Day6以降の測定データが無くなっている人がいるのが分かります(Day5から欠測が起こるように設定していましたが、今回は偶然Day5に欠測が発生しませんでした)。
おわりに
今回は、miceパッケージのampute関数を用いた欠測データの作成例を紹介しました。
実験や調査において、データの欠測が避けられないことはどうしてもあるかと思います。
欠測のあるデータを分析する手法を検討するためにシミュレーションを行いたい場合など、この方法が役に立つ場面があるかもしれません。
参考文献
[1] ampute: Generate missing data for simulation purposes.
https://www.rdocumentation.org/packages/mice/versions/3.13.0/topics/ampute
[2] Multivariate amputation using ampute.
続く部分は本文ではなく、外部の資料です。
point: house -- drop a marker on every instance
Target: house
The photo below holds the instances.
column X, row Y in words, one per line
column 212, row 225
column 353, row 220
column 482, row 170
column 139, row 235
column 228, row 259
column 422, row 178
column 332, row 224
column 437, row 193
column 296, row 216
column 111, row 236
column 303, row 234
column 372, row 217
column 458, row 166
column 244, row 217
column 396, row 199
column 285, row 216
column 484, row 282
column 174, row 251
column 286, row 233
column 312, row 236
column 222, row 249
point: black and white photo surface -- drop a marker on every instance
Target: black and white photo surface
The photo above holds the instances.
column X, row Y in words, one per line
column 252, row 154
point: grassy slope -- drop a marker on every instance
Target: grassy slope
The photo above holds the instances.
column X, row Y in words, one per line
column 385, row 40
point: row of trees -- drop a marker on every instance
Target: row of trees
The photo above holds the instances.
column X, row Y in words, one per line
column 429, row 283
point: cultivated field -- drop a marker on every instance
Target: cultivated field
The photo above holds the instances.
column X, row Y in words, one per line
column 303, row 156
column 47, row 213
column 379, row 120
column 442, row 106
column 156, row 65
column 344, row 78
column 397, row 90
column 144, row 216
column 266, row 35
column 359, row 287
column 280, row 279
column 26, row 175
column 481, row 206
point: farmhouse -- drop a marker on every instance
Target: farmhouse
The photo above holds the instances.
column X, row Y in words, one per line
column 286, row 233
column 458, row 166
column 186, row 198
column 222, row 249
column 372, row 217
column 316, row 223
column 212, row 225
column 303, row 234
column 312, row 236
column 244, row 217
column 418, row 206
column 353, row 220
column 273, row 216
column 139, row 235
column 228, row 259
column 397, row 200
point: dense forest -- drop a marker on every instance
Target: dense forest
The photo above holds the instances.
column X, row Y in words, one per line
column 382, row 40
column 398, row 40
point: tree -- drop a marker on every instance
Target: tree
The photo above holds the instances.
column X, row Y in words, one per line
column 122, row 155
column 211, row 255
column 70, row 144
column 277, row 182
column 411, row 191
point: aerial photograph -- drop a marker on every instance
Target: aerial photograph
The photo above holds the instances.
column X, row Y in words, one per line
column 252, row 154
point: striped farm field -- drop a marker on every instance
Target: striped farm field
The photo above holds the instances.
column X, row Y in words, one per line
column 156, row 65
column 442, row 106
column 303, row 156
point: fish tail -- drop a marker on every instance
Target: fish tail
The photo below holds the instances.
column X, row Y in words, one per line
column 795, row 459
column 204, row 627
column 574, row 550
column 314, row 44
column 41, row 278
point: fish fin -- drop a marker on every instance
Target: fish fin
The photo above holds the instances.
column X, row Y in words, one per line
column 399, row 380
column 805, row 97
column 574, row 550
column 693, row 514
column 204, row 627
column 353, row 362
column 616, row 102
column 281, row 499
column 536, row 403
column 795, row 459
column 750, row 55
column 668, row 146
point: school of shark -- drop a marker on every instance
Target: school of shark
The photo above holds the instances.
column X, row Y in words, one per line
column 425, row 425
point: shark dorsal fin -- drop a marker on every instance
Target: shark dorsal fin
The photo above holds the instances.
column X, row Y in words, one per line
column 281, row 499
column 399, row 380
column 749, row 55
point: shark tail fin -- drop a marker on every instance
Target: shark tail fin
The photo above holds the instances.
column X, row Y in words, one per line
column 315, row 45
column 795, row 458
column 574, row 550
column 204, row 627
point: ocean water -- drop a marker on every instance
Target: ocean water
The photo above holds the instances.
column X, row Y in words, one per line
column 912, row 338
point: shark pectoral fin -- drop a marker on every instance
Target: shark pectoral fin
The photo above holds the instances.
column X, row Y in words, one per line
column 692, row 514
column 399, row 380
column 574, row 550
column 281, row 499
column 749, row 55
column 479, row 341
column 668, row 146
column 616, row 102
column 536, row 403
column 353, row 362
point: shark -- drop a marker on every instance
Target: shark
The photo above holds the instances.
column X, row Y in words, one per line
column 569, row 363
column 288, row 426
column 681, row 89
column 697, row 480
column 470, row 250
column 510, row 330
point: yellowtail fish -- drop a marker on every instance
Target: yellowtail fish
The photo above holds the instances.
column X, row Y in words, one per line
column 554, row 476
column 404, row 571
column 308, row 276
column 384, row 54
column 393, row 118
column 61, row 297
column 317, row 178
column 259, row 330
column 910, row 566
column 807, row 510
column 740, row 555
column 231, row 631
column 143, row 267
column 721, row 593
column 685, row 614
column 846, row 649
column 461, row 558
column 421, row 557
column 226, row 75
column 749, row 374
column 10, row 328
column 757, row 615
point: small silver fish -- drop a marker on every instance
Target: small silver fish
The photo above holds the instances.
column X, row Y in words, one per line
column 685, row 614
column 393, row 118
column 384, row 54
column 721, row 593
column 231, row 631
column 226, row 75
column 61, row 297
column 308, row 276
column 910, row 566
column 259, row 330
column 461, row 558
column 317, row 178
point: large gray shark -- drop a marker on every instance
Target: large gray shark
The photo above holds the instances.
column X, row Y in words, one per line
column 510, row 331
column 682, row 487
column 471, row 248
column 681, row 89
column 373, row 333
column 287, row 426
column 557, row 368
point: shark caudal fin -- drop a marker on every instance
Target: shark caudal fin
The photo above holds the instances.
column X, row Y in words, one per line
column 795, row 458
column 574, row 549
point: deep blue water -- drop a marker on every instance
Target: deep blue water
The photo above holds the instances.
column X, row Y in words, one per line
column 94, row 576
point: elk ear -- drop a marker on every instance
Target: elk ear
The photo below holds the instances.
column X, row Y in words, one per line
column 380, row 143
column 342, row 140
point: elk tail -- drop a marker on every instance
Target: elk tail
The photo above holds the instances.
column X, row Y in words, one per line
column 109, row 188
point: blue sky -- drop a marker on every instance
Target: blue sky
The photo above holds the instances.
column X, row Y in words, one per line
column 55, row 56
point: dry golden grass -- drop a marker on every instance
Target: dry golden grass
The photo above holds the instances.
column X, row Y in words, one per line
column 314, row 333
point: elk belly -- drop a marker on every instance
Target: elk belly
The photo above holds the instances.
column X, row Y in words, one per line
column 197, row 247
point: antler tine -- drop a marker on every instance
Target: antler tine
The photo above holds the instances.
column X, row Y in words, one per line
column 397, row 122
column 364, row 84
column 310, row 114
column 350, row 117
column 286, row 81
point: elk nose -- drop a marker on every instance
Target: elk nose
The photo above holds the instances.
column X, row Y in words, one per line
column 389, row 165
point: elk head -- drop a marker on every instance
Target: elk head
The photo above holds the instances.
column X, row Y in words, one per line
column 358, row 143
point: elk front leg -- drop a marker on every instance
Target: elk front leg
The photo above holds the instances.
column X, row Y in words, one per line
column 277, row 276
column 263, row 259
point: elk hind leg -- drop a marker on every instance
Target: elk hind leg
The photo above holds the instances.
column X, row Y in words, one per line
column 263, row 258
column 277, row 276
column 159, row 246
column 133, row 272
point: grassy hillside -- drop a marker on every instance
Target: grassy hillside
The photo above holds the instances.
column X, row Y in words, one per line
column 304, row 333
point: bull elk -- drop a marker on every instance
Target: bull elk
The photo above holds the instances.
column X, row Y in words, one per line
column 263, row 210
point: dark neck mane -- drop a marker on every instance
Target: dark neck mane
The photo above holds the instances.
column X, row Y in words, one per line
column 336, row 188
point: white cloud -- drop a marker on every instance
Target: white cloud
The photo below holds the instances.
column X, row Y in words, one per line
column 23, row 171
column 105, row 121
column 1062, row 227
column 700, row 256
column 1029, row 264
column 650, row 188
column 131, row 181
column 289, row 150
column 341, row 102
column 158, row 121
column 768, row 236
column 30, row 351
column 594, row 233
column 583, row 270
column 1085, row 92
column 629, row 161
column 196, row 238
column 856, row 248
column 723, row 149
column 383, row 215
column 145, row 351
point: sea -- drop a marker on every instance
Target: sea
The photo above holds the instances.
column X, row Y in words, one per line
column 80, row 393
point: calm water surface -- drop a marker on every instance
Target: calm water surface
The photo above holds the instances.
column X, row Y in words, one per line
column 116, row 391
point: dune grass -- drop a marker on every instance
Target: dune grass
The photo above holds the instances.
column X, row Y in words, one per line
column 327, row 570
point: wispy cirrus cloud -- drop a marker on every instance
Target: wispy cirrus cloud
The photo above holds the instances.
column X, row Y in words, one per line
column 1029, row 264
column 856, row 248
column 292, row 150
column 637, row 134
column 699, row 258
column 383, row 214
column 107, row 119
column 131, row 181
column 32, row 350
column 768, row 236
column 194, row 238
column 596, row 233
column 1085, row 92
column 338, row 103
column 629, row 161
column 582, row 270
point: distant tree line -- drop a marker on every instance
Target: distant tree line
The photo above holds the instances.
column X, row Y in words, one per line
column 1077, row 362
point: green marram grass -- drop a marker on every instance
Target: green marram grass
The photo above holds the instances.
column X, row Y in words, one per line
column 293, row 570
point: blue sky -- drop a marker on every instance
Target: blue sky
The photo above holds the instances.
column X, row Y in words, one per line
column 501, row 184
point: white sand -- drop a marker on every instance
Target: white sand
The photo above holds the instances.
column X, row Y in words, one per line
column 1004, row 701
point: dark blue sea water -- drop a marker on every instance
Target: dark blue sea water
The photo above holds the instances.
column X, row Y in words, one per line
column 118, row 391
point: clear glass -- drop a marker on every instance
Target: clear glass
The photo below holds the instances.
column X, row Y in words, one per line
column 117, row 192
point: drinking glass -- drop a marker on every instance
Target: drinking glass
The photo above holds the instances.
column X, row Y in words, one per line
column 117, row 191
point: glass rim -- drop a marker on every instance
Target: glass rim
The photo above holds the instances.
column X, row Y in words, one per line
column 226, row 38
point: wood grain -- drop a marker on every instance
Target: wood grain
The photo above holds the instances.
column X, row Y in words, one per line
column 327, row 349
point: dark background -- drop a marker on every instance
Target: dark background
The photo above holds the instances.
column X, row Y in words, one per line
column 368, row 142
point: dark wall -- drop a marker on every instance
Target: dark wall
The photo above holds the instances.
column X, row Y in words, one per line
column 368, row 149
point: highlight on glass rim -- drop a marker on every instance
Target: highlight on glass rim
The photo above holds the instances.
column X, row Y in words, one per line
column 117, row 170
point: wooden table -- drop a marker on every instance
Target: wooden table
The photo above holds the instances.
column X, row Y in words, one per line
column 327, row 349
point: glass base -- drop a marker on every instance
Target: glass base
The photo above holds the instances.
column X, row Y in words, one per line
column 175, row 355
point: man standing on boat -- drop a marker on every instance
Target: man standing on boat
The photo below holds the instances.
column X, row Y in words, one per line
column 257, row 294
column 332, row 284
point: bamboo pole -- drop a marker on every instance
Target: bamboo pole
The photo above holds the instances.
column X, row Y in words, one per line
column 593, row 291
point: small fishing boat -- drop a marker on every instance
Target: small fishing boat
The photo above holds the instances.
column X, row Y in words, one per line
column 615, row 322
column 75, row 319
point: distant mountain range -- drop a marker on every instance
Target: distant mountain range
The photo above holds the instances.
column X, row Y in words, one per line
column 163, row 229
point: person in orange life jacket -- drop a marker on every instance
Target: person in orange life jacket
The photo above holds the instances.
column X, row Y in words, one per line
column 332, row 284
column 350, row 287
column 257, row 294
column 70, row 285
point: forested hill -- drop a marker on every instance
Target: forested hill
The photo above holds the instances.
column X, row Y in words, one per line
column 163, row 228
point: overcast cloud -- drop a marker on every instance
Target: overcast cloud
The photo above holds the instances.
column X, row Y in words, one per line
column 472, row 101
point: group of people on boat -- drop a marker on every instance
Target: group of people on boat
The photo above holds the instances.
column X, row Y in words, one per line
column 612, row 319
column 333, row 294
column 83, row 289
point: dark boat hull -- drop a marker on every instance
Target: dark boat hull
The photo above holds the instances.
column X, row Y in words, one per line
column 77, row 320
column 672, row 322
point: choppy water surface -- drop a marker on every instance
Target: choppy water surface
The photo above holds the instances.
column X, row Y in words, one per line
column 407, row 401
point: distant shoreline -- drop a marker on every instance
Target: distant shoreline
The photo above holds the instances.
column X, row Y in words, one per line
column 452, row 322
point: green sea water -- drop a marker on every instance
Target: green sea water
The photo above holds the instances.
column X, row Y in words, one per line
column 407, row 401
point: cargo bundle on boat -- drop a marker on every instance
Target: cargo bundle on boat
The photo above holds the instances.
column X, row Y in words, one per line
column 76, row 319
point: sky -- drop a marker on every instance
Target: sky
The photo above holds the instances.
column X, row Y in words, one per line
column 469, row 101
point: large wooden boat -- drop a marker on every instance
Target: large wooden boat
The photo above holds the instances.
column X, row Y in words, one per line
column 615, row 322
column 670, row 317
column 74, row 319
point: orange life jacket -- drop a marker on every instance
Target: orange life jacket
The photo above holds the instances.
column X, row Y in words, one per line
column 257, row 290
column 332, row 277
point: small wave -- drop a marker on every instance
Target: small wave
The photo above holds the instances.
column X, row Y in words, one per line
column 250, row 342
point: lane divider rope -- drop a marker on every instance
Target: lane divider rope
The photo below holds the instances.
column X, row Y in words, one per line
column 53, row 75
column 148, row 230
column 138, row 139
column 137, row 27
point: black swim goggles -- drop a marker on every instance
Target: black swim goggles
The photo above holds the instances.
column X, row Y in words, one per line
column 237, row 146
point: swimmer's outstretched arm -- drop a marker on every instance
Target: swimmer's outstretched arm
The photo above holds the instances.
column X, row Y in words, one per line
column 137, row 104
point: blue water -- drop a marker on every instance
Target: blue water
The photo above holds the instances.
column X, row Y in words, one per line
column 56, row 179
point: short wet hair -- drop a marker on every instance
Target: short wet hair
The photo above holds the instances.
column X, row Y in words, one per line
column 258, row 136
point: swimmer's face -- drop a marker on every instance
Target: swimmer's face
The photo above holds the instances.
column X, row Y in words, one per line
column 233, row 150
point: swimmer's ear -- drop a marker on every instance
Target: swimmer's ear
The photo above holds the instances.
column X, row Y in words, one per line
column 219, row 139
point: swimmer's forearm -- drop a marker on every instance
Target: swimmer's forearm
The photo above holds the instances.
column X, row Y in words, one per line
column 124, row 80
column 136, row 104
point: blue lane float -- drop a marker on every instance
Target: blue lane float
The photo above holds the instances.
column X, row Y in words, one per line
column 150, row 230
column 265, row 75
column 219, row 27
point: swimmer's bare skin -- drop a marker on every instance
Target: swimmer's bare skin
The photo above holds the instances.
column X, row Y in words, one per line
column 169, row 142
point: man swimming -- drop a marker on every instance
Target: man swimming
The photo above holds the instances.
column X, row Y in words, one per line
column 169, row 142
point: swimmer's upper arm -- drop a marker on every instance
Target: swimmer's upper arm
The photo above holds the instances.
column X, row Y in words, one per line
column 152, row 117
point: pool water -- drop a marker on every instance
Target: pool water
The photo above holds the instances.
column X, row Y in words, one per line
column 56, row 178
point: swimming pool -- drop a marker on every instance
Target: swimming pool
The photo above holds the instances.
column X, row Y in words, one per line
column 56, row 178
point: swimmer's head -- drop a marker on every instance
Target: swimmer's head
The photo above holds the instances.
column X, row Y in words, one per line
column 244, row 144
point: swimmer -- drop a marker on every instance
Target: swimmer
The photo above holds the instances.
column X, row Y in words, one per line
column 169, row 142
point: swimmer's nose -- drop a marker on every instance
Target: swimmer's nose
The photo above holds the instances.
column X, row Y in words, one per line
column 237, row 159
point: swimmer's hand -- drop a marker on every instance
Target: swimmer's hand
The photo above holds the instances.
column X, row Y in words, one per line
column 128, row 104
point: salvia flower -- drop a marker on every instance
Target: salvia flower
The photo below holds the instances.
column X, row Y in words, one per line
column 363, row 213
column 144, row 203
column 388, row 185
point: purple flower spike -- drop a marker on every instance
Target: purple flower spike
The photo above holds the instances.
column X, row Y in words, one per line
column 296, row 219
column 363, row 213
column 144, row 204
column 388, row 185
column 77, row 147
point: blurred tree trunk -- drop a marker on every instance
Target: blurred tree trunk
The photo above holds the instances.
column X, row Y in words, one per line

https://mran.microsoft.com/snapshot/2017-02-20/web/packages/mice/vignettes/ampute.html
*1:今回の本題にはあまり関わらないので、詳細には触れません。もしご興味があればマニュアルの引用元をご覧いただけると幸いです。
*2:Rに限らず、例えばSASでも多重代入法は横持ちのデータセットに対してしか使えなかったと思います。
*3:デフォルトで欠測変数自身の重みが0になるのは、デフォルトの欠測メカニズムがMARであるためです。MNARに指定した場合には、欠測変数自身の重みは1になります。なお欠測メカニズムはmech = "MAR"のように指定します。
*4:対象者が調査から「脱落」するような状況です。
*5:変数の値と欠測に与える重み(weights)を用いて欠測する確率を計算する必要があるため、numeric以外の変数型だと内部で処理ができないからと思われます。